Reprinted with Permission
of the
Watertown Daily Times

WELCH’S ACCOUNT BOOK INTERESTING
WAS FIRST WHITE CHILD BORN IN COUNTY

OWNED BY BROWNVILLE WOMAN

Pair of Shoes in His Life Time Cost
Only $1.75 and Wood Was $1 a
Cord, Book Shows

The account book of Charles Welch, the first white male child born in Jefferson county, is now in the possession of Mrs. Nancy Welch of Brownville, whose husband, John Welch, is a descendant of Charles Welch. Charles Welch was born in 1802 and died in 1888.

The book contains some items that are most interesting when compared with modern prices. It is in good condition, although the ink is somewhat faded in places.

One item, for example, mentions one pair of shoes at $1.75. Another mentions one cord of wood at $1. A visit from the doctor was $.75 back in 1830, when the account starts.

Another item calls for one watch at $7 while immediately following it is another for a pair of shoes at $1.62. Just below that is an item, “To one quart rum,” but no price is given. A horse cost $30 back in those days.

Damage caused by cows in the corn and horses in the grain, was no small item of that day. Fifty pumpkins cost $.75, and “mending shoes” appears very often with varying accounts recorded as the price, although most of the prices range from around $.10 to $.50.

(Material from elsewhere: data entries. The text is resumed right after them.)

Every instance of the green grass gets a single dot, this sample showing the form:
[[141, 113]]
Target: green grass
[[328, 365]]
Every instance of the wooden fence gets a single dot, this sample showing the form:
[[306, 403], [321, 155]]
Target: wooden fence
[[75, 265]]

A quarter of beef was recorded as being $3.37 and a pound of tobacco was $.25. Four days and a half of work in 1839 came to $1.69 and hay in 1842 was $4 a ton.

Housewives of today would have reveled in the market prices of that time. A half gallon of molasses, for instance, was listed at $.16 and a bushel of potatoes came to $.25, while 5-1/2 pounds of pork were only $.44. Eleven and a half pounds of lard cost $.16.

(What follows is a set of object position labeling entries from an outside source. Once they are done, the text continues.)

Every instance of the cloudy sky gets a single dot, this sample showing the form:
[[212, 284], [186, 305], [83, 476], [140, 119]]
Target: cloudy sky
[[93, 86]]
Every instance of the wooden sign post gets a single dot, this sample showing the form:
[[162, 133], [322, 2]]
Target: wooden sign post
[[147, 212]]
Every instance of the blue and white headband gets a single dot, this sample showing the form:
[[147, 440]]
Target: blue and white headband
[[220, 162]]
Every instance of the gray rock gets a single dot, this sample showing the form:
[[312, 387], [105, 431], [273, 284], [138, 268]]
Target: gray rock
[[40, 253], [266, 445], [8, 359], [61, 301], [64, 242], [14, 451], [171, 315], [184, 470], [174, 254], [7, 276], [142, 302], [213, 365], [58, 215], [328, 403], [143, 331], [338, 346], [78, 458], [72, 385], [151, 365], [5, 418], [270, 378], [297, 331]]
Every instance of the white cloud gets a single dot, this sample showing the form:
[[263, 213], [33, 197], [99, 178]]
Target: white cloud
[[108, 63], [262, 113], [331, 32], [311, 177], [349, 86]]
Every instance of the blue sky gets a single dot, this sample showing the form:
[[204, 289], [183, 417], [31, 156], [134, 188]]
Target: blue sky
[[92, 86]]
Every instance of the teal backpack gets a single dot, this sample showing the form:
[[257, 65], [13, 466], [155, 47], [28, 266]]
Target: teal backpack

Fifty cents a day seems to have been good pay for work in those days and the owner of the account book evidently hired many persons to work for him and did no small amount of work for others himself. Even as the years go on, prices do not seem to increase very radically or rapidly. In 1850 beans were $.31 a peck. Dress good were just as inexpensive as everything else. In 1850, for example, 8 yards of gingham were purchased for $1.20, and 10 yards of poplin was $3.50, while a whole dress cost exactly $1. Two yards of calico were $.30 and one pair of garters was $1.75.

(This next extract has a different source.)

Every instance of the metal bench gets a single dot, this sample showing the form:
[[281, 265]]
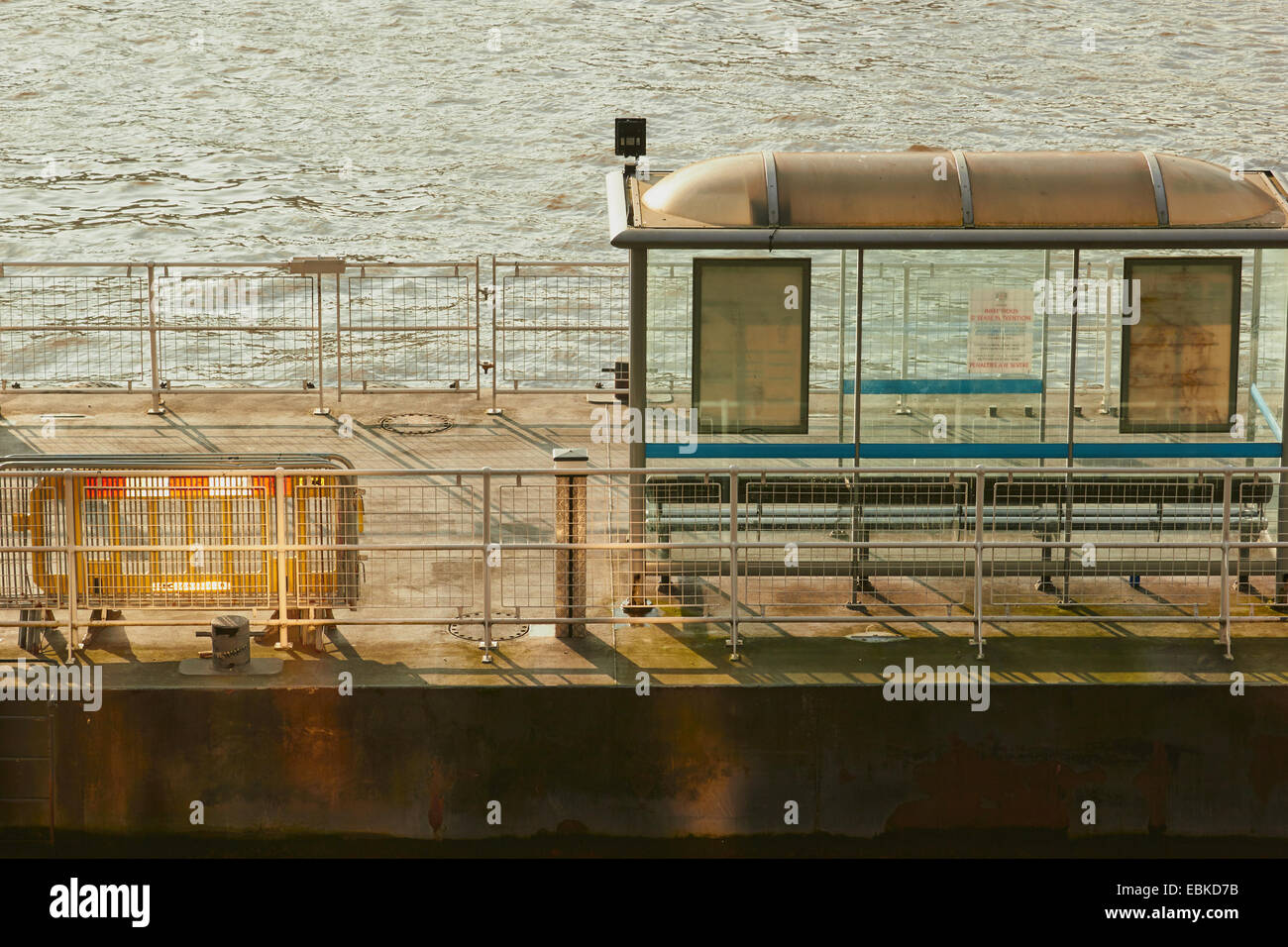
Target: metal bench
[[1048, 508]]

Mr. Welch apparently did a great deal of borrowing and lending (of) money, since many of the items recorded were concerned with interest on such money and with wages paid to others and due to himself for work done.

 

Typist’s Note: As a pre-teen I remember my father taking me to a store in Brownville then owned by a Mr. Welch. It was located just east of the Mason Temple Bldg. on Main Street in that village. Could it be that the owner of this journal is related to the owner of that store? Could it also be that the premises where Mr. Welch of olden days operated his store was same storeroom as the one we frequented in the late 1940’s? The same place where we children got Sealtest or Frojoy ice cream cones???!!